Nach der Veranstaltung sagte Cheminade, er sehe besonders drei Gründe für Optimismus: 1. daß (trotz eines gleichzeitigen nationalen Sportereignisses) 350 Teilnehmer kamen, 2. daß der Großteil davon die Konferenz von Anfang bis Ende aufmerksam verfolgte, und 3. die sehr gute Qualität der zahllosen Fragen und große Zahl derjenigen, die sich als freiwillige Helfer meldeten.

Eine Kriegserklärung

Cheminade eröffnete seine Rede mit einer Kriegserklärung an das Finanzempire:

„Ich werde mit einigen harten Worten beginnen: Wir befinden uns im Krieg. Man sieht ihn nicht, aber dieser Krieg ist erklärt, hinterhältig und zerstörerisch. Ein Konglomerat von Finanzinteressen, das aus der Londoner City und der Wallstreet operiert, beherrscht die heutige Welt. Das Gesetz, dem sie folgen, ist der kurzfristige Profit, Besitz, Gier, soziale Zerstörung und Manipulation des Geistes...

Ich werde Ihnen heute ein Programm für den Kampf und den Wiederaufbau vorstellen... Wir können aus der Krise herauskommen, indem wir unsere besten Ressourcen und das beste, was unsere Geschichte beigetragen hat, mobilisieren. Aber heute werden diese Ressourcen  nicht mobilisiert, und deshalb kandidiere ich, um die Dynamik des Präsidentschaftswahlkampfs zu ändern, indem ich eine Herausforderung stelle, die den Gang der Ereignisse ändern kann, wenn Sie mir helfen. Ich habe nur sehr wenig finanzielle Mittel, nur wenig etablierte Netzwerke. Meine Mittel sind beschränkt - auf Sie. Jeder von Ihnen hier im Saal, und alle, die Sie mobilisieren können.“

Cheminade beschrieb dann die zahlreichen Methoden, wie die Bevölkerung korrumpiert und demoralisiert wird, bis sie „ihre Selbstachtung und die Achtung für die Gesellschaft, in der sie leben, verloren hat“. Eine republikanische Bildung sei das Fundament einer soliden Staatspolitik, und das wichtigste Ziel einer Gesellschaft müsse sein, die Bürger zu entwickeln: „Der Hauptfeind ist das Empire, seine Struktur und Arbeitsweise. Wir müssen also diesen Feind bekämpfen und dadurch all denjenigen wieder Kraft geben, die von dem System niedergedrückt wurden - jenen, die empört sind und revoltieren, weil sie spüren, was Gerechtigkeit sein sollte, die aber kein Programm haben, weil ihnen die Kultur vorenthalten wurde und weil sie sich haben konditionieren und auch etwas korrumpieren lassen.“

Cheminades Projekt

Dann beschrieb Cheminade sein „Projekt“: „Es ist ein großes Aufbauprogramm für morgen, eine Welt ohne die Londoner City und ohne die Wallstreet... Frankreich braucht ein Projekt, das das Geld mobilisiert und in produktive Investitionen, in die Bildung, Forschung, in das Gesundheitssystem, öffentliche Einrichtungen umleitet und auf diese Weise qualifizierte Arbeitsplätze schafft. Dieses Projekt muß verbunden sein mit einer Innenpolitik auf der Grundlage der Entwicklung der kreativen Fähigkeiten aller und einer Außenpolitik auf der Grundlage der Entwicklung aller Länder und Völker.

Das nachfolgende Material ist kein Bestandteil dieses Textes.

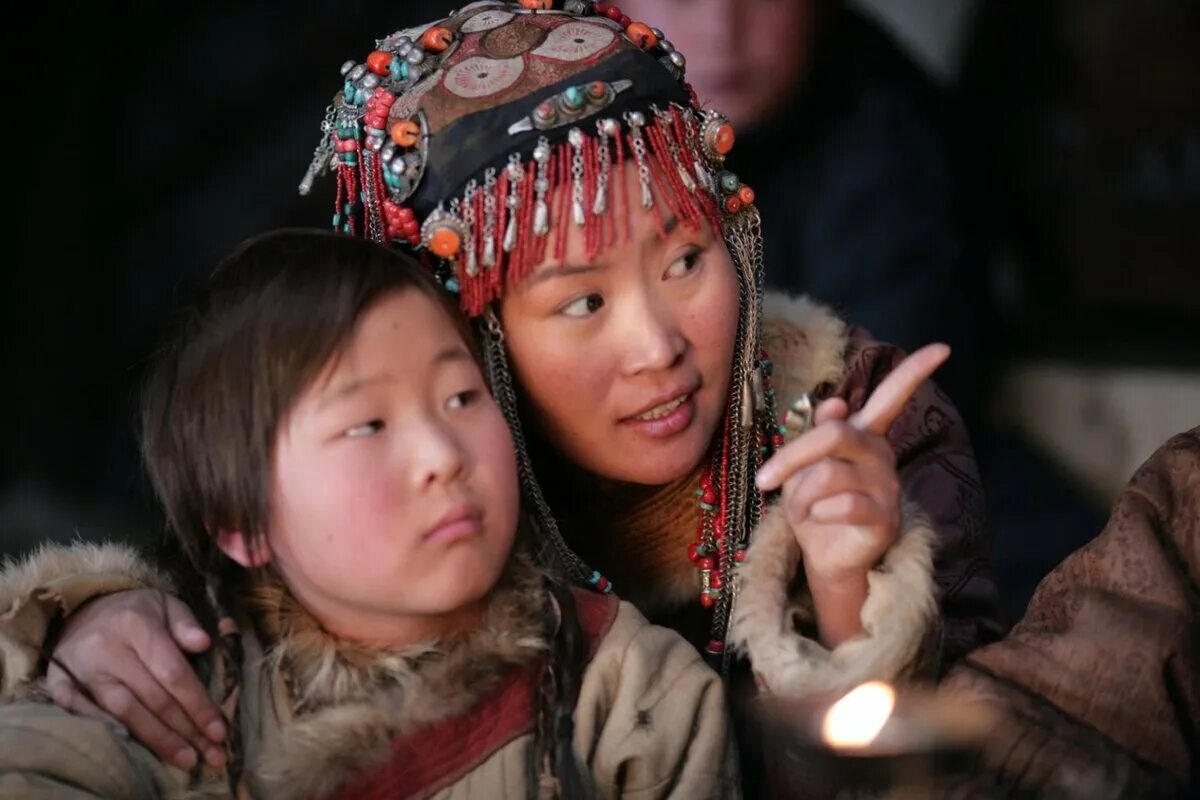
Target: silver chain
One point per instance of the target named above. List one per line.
(499, 377)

Dafür haben wir eine Trumpfkarte. Nutzen wir die innere Schwäche unserer Feinde, des monetaristischen britischen bzw. anglo-amerikanischen Empires mit seinen Komplizen und Untertanen in Kontinentaleuropa und insbesondere in Frankreich. Letztendlich ist die Geldpumpe ihre einzige Zuflucht... Diese Pumpe hat die Bedingungen für eine Hyperinflation geschaffen.“

Dieses System lasse sich nur noch mit einer supranationalen Finanzdiktatur in Europa erhalten. „Wenn Sie genau hinhören, dann hören Sie hinter dem Wort ,Föderalismus’ das Wort ,Feudalismus’. Es bedeutet Sparpolitik, Knappheit, in anderen Worten, die Zerstörung der Grundlagen der Gesellschaft. Eine solche Sparpolitik und Knappheit wurde zwischen 1930 und 1932 von Kanzler Brüning in Deutschland durchgesetzt, was die Bedingungen dafür schuf, daß Hitler mit der finanziellen Unterstützung eines Vorfahren der Familie Bush an die Macht kam.“ Diese Schwäche müsse man ausnutzen, genauso wie die Tatsache, daß „niemand dieses System unterstützt, wenn er nicht korrumpiert, desorientiert oder konditioniert ist.“

Cheminade weiter: „Unsere zweite Trumpfkarte ist, daß wir hier in Frankreich zusammen mit denen, die auf uns warten, etwas mobilisieren können, was tief in unserer Geschichte verwurzelt ist... Dann sind da die jungen Leute, die entschlossen sind, Gerechtigkeit zu erkämpfen, und die auf Bezugspunkte, Horizonte und Politiker warten, die bereit sind, ohne Heuchlerei und Karriereziele mitzukämpfen.“

Die erste Waffe in diesem Kampf ist Glass-Steagall, „die Trennung der Zocker der Investmentbanken von den Geschäfts- und Kreditbanken, die den Sparern dienen und die Wirtschaft finanzieren bzw. finanzieren sollten. Das ist keine technische Maßnahme, es ist eine Entscheidung, eine politische Waffe. Es würde den Investmentbanken die Fähigkeit nehmen, Geld zu schöpfen... Mit anderen Worten, die Investmentbanken werden sehr schnell bankrott gehen. Und es ist vorzuziehen, daß dies in einer geordneten, zivilisierten Form geschieht, statt in einer chaotischen Weise, worauf wir jetzt zusteuern... Glass-Steagall ist also eine große Säuberung, um den Augiasstall auszumisten.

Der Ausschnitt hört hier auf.